- The Ice Rink in Madrid is to store corpses following the collapse of the funeral service.
The Community of Madrid and the Military Emergency Unit will manage the building when it becomes operational.
Madrid Funeral Home are to stop the bodies of those individuals who die of the coronaviruses due to lack of protection.
The Ice Palace in Madrid is being converted into a gigantic morgue following the collapse of funeral parlours in the capital. The building will store the corpses of those who died from coronaviruses due to the impossibility of burying or cremating them in the scheduled time. This was announced by the City Council today, which, this morning, had already announced that from Tuesday the municipal Funeral Home will not collect any more Covid-19 deaths due to the lack of protective material for its workers.
The site, the ice rink of a large shopping centre, will be controlled by the Community of Madrid and the Military Emergency Unit (UME) when its conversion has been completed.

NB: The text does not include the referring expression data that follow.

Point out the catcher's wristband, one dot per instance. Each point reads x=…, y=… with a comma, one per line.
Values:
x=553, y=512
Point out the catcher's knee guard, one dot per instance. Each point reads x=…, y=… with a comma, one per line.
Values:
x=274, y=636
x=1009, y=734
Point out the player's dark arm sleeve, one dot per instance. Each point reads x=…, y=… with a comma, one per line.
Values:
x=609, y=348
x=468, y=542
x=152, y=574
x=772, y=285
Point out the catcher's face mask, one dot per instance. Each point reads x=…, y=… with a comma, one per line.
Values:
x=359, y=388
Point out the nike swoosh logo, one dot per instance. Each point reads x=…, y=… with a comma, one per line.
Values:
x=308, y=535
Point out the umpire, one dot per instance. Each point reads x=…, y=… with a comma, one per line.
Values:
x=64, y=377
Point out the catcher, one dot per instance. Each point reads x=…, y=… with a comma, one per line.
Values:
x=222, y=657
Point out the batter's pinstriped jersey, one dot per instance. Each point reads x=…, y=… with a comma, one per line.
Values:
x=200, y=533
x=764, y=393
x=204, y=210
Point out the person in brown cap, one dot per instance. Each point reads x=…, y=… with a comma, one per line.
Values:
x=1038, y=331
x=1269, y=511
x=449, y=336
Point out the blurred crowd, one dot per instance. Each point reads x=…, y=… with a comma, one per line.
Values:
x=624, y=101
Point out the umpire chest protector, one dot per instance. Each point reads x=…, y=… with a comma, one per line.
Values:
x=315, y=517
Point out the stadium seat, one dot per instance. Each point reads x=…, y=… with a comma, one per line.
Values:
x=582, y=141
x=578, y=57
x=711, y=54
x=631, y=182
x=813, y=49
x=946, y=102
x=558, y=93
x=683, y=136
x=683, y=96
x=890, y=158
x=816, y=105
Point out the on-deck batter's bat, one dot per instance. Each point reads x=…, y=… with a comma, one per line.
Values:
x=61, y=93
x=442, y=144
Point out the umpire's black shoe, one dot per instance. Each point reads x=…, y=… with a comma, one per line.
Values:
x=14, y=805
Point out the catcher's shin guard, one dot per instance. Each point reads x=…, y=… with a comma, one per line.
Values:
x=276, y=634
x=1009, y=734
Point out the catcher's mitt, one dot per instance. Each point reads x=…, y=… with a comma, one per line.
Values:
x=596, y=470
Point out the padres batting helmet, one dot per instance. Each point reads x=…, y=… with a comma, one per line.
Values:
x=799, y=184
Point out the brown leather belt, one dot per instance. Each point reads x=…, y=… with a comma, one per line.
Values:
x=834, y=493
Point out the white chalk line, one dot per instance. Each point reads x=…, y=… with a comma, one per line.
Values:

The measure has been agreed between the three administrations because of “the progressive increase in the number of deceased and the impossibility for funeral homes to be able to bury them within the appropriate time.”

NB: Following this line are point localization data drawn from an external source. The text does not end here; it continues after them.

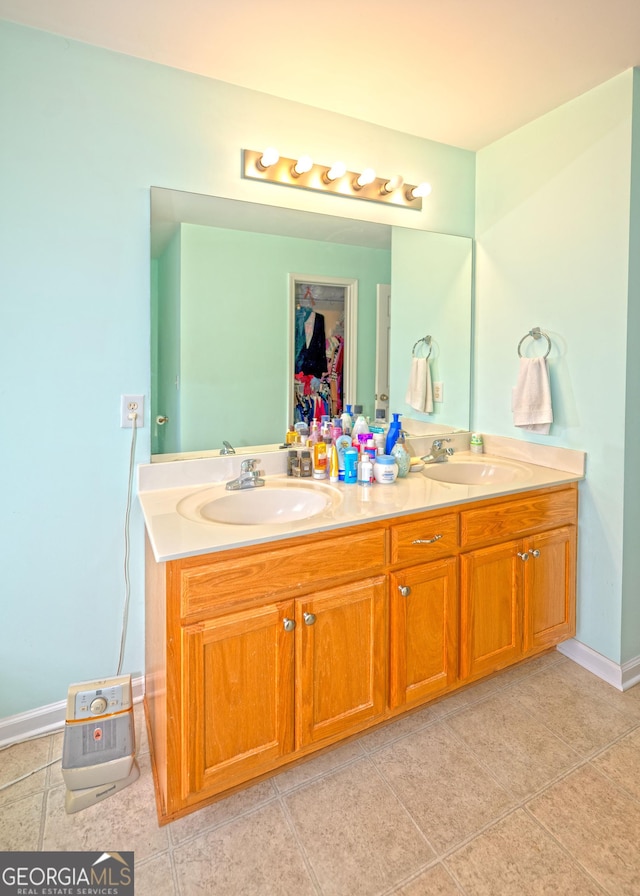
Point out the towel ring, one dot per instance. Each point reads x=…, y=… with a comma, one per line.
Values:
x=427, y=341
x=536, y=333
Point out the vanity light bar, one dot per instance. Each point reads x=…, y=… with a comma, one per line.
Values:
x=303, y=172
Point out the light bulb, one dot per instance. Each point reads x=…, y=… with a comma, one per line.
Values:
x=422, y=189
x=394, y=184
x=338, y=169
x=268, y=158
x=304, y=164
x=367, y=176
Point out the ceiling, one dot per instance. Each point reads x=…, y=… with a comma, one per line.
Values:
x=462, y=72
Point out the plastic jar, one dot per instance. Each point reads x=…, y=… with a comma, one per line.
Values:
x=385, y=469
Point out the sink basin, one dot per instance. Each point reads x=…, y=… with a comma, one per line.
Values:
x=477, y=471
x=270, y=504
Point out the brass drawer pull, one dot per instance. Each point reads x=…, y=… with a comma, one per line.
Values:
x=427, y=540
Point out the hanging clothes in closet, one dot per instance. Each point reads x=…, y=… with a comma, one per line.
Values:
x=312, y=389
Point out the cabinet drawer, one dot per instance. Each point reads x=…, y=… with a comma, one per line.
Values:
x=424, y=540
x=512, y=519
x=236, y=579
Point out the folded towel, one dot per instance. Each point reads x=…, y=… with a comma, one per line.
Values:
x=531, y=396
x=419, y=392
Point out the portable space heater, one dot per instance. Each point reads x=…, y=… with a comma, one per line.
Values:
x=98, y=754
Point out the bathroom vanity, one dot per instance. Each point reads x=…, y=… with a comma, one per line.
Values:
x=263, y=650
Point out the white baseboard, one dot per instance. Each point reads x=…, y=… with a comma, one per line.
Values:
x=621, y=677
x=46, y=719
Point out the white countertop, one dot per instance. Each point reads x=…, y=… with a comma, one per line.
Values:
x=172, y=535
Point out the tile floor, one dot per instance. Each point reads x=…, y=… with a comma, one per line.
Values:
x=526, y=784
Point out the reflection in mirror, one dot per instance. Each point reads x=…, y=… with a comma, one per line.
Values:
x=223, y=330
x=325, y=346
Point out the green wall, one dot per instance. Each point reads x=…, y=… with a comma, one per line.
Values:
x=553, y=250
x=85, y=134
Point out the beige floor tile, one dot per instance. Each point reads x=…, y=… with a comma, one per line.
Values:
x=621, y=762
x=359, y=839
x=20, y=823
x=221, y=812
x=442, y=785
x=521, y=752
x=572, y=708
x=599, y=824
x=317, y=766
x=403, y=726
x=434, y=882
x=626, y=702
x=531, y=667
x=155, y=878
x=470, y=695
x=256, y=854
x=516, y=858
x=125, y=821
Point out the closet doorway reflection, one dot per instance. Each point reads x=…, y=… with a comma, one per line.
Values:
x=324, y=315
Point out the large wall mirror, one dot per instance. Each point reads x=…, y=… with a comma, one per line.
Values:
x=223, y=318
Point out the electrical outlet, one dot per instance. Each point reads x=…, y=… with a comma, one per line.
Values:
x=129, y=405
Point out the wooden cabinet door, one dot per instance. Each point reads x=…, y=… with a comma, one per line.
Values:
x=423, y=631
x=340, y=660
x=490, y=609
x=238, y=697
x=549, y=588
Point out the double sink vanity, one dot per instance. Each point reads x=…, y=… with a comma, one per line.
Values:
x=282, y=619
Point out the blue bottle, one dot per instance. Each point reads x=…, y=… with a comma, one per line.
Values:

The building has an area of 1,800 square meters and is located just fifteen minutes from Ifema, where an emergency hospital with more than a thousand beds has been built.
The Ice Palace, relinquished by the concessionaire company, will receive the bodies after the mayor of Madrid, José Luis Martínez-Almeida, has sent a letter to the Government explaining the current situation which has completely as a result of having to deal with a death rate of 150 people per day. And neither are they able to provide the service due to the lack of resources for workers.
“Especially alarming is the situation in which we find the Municipal Company of Funeral Services, given that the lack of the protective material will make it impossible, from Tuesday, March 24, to provide the service,” he said in the letter.
However, municipal sources clarify that the closure will not be complete. “What they will stop doing is collecting and sealing the bodies of the victims of coronavirus, having run out of sufficient protection material.”
However, the City Council confirms that there will continue to be cremations and burials for the victims of the virus if they are sent by other companies in closed coffins.